In all the discussions over the "inevitability" of digital downloads supplanting traditional retail distribution, I don't recall hearing proponents mention the major drawback. When you purchase a physical disc, you can play it on any number of consoles you own, you can let a friend borrow the game, and you can take it with you to someone else's house to use on their console. Not so with downloaded games.
The paranoid side of me wondered if publishers are hoping to use digital downloads to eliminate the used game market. I also considered that they might be overzealous in their copyright protection, or that maybe they weren't able to overcome certain technological challenges. However, the more I looked into it, the more I became convinced that these problems are a result of oversight. It's not a conspiracy - game publishers just haven't given it much thought.
One only has to look at the very successful iPod/iTunes system to see a working solution to the issue of multiple console ownership. If you and your wife both own an iPod and your kids own a shuffle, for example, you aren't forced to purchase the same song three or four times. Instead, your iTunes account can authorize multiple music players. Neither are you tied to a single laptop or PC for downloading all your songs.

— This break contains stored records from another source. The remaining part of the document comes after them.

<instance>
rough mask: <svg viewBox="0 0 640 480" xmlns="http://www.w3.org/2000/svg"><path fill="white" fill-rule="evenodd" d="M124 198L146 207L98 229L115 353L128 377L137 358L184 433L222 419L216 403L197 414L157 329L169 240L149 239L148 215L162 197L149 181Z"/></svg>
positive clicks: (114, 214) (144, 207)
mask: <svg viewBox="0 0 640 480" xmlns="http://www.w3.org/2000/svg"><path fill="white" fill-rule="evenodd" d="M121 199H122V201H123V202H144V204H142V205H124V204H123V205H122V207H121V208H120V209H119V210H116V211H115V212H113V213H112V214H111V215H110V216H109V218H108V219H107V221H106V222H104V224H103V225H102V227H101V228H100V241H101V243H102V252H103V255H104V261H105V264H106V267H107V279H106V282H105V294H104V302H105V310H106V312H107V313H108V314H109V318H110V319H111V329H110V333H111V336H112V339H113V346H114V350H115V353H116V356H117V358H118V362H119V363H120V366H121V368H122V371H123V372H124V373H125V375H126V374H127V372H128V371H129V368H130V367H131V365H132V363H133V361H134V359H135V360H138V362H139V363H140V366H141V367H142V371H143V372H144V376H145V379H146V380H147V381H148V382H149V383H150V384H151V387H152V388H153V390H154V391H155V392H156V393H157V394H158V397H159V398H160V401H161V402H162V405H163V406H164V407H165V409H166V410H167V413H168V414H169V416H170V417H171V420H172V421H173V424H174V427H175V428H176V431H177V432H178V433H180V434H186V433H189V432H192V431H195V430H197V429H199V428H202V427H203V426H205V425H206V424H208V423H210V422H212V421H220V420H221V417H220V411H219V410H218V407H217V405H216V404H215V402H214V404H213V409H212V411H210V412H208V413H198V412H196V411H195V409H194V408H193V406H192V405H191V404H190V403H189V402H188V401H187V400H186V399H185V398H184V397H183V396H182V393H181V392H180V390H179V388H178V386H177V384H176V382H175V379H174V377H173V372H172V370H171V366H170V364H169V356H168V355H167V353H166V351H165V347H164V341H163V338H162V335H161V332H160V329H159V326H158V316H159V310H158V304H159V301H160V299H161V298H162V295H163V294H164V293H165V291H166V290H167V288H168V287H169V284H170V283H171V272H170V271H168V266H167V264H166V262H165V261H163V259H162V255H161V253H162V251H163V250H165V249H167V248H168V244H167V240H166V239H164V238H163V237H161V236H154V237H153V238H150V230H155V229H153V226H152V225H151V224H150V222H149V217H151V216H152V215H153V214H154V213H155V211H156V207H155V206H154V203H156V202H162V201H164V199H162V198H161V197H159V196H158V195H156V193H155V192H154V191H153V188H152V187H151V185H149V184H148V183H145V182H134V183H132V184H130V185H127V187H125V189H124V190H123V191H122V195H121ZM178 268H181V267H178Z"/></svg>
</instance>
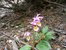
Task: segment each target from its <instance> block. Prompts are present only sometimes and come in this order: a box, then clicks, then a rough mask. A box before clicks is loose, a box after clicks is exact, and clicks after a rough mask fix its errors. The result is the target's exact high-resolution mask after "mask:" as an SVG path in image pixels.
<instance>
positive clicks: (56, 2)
mask: <svg viewBox="0 0 66 50" xmlns="http://www.w3.org/2000/svg"><path fill="white" fill-rule="evenodd" d="M45 1H46V2H48V3H51V4H55V5H58V6H61V7H66V6H64V5H62V4H59V3H57V2H52V1H49V0H45Z"/></svg>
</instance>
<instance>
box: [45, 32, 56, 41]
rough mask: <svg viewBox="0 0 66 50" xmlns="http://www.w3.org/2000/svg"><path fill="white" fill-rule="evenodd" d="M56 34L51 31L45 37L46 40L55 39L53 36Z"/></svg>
mask: <svg viewBox="0 0 66 50" xmlns="http://www.w3.org/2000/svg"><path fill="white" fill-rule="evenodd" d="M53 34H54V32H53V31H49V32H47V33H46V35H45V39H44V40H51V39H54V38H55V36H53Z"/></svg>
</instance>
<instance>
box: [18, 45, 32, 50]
mask: <svg viewBox="0 0 66 50" xmlns="http://www.w3.org/2000/svg"><path fill="white" fill-rule="evenodd" d="M19 50H31V46H30V45H25V46H23V47H21V48H20V49H19Z"/></svg>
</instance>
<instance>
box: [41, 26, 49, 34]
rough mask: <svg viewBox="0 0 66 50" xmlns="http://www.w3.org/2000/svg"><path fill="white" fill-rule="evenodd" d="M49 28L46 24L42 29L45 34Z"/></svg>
mask: <svg viewBox="0 0 66 50" xmlns="http://www.w3.org/2000/svg"><path fill="white" fill-rule="evenodd" d="M48 30H49V28H48V26H45V27H44V28H43V29H42V33H43V34H45V33H47V32H48Z"/></svg>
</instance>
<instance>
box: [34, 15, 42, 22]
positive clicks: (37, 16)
mask: <svg viewBox="0 0 66 50" xmlns="http://www.w3.org/2000/svg"><path fill="white" fill-rule="evenodd" d="M39 15H40V14H37V16H36V17H34V18H33V21H41V20H42V19H43V17H42V16H39Z"/></svg>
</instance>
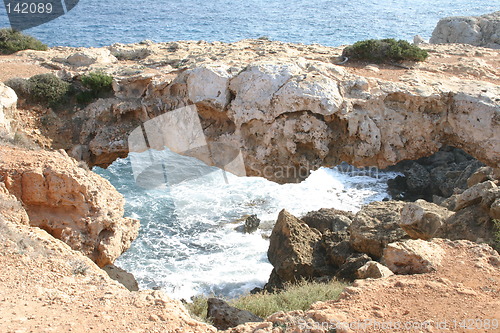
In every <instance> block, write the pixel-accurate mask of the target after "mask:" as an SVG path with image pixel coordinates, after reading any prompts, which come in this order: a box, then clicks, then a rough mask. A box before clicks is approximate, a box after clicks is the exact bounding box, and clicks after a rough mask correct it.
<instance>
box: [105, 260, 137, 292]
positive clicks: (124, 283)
mask: <svg viewBox="0 0 500 333" xmlns="http://www.w3.org/2000/svg"><path fill="white" fill-rule="evenodd" d="M102 269H103V270H104V271H105V272H106V273H108V275H109V277H110V278H112V279H113V280H115V281H118V282H120V283H121V284H123V286H124V287H125V288H127V289H128V290H130V291H138V290H139V285H138V284H137V280H136V279H135V277H134V275H133V274H132V273H129V272H127V271H126V270H124V269H123V268H120V267H118V266H115V265H113V264H109V265H106V266H104V267H103V268H102Z"/></svg>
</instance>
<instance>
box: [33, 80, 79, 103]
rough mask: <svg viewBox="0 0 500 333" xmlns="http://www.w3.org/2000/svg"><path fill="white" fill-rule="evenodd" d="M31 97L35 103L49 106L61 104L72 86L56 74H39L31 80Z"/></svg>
mask: <svg viewBox="0 0 500 333" xmlns="http://www.w3.org/2000/svg"><path fill="white" fill-rule="evenodd" d="M28 81H29V93H30V95H29V97H30V99H31V100H32V101H33V102H38V103H47V104H48V105H49V106H56V105H58V104H60V103H61V102H62V101H63V100H64V99H65V98H66V97H67V94H68V92H69V89H70V84H69V83H68V82H65V81H63V80H61V79H60V78H58V77H57V76H55V75H54V74H50V73H48V74H39V75H35V76H32V77H31V78H30V79H29V80H28Z"/></svg>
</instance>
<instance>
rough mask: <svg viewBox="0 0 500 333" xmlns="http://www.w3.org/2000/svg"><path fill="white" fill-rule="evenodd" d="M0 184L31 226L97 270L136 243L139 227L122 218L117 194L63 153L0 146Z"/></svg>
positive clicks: (120, 197)
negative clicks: (85, 259) (96, 268)
mask: <svg viewBox="0 0 500 333" xmlns="http://www.w3.org/2000/svg"><path fill="white" fill-rule="evenodd" d="M0 178H1V179H3V180H4V183H5V187H6V188H7V189H8V191H9V193H11V194H13V195H14V196H15V197H16V198H17V199H18V200H19V201H21V202H22V203H23V205H24V207H25V209H26V212H27V213H28V216H29V221H30V225H31V226H36V227H40V228H42V229H44V230H46V231H48V232H49V233H50V234H52V235H53V236H54V237H56V238H58V239H60V240H62V241H64V242H65V243H67V244H68V245H69V246H71V248H73V249H74V250H78V251H81V252H82V253H84V254H85V255H87V256H88V257H89V258H91V259H92V260H93V261H94V262H96V263H97V264H98V265H99V266H100V267H103V266H105V265H107V264H111V263H113V261H114V260H115V259H116V258H118V257H119V256H120V255H121V254H122V253H123V252H124V251H125V250H127V249H128V248H129V247H130V244H131V242H132V241H133V240H134V239H135V238H136V237H137V233H138V230H139V221H137V220H135V219H131V218H127V217H123V214H124V208H123V207H124V199H123V197H122V196H121V194H119V193H118V192H117V191H116V189H115V188H114V187H113V186H112V185H111V184H110V183H109V182H108V181H107V180H105V179H103V178H101V177H100V176H98V175H97V174H95V173H93V172H91V171H89V170H88V169H85V168H82V167H80V165H79V164H78V162H77V161H76V160H74V159H72V158H70V157H69V156H68V155H67V154H66V152H65V151H54V152H48V151H42V150H39V151H28V150H24V149H15V148H10V147H5V146H0Z"/></svg>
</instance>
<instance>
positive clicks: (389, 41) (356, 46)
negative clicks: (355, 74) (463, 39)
mask: <svg viewBox="0 0 500 333" xmlns="http://www.w3.org/2000/svg"><path fill="white" fill-rule="evenodd" d="M342 55H343V56H344V57H347V58H349V59H353V60H367V61H373V62H391V61H401V60H411V61H424V60H425V59H426V58H427V57H428V56H429V54H428V53H427V51H425V50H422V49H420V48H419V47H417V46H415V45H412V44H410V43H408V42H407V41H405V40H398V41H396V40H395V39H392V38H390V39H369V40H363V41H359V42H356V43H354V45H351V46H347V47H346V48H345V49H344V51H343V52H342Z"/></svg>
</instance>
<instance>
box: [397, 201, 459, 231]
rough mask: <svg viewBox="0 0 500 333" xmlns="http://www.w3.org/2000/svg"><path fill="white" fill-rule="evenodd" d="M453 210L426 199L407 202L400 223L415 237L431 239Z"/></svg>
mask: <svg viewBox="0 0 500 333" xmlns="http://www.w3.org/2000/svg"><path fill="white" fill-rule="evenodd" d="M452 214H453V212H451V211H449V210H448V209H446V208H444V207H441V206H438V205H436V204H433V203H430V202H427V201H425V200H417V201H416V202H411V203H407V204H406V205H405V206H404V207H403V209H402V211H401V220H400V222H399V225H400V226H401V228H403V230H404V231H406V233H407V234H408V236H410V237H411V238H414V239H418V238H420V239H425V240H428V239H431V238H432V237H433V235H434V234H435V232H436V231H437V230H438V229H439V228H440V227H441V226H442V225H443V223H444V221H446V219H447V218H449V217H450V216H451V215H452Z"/></svg>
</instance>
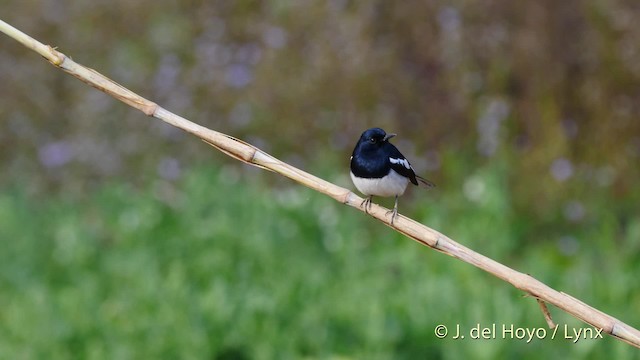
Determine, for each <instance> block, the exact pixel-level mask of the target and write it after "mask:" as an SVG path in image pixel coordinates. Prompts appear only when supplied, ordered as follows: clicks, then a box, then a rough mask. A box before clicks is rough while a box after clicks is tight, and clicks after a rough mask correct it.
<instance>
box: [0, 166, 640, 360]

Valve has a similar set-up with its Steam distribution platform, where purchases are attached on Steam's servers to a user's account, allowing consumers to download the content on any PC. Not only that, but Steam allows users to share "guest passes" of purchased games to allow others to try the game for a limited time. This seems more sensible than restricting gamers in the same household to trial versions of games which their siblings have already purchased just because they have a different profile. Are you telling me that Microsoft doesn't know that you are using the same console?
Clearly, solutions exist. Console manufacturers just don't yet recognise they have a problem.
Only time will tell if consumers purchase duplicate videogame consoles for the same household - much as they have with televisions, VCRs, DVD players, and other consumer electronics. The more that the manufacturers emphasise the multimedia capabilities of their systems, and the more that console games encourage LAN play, the more likely this is to happen.
At the moment, however, they aren't ready.
Console manufacturers definitely need to make it easier to own more than one of their systems - and to enjoy the content which we have paid for - especially if they expect us to more fully embrace digital downloads in the future.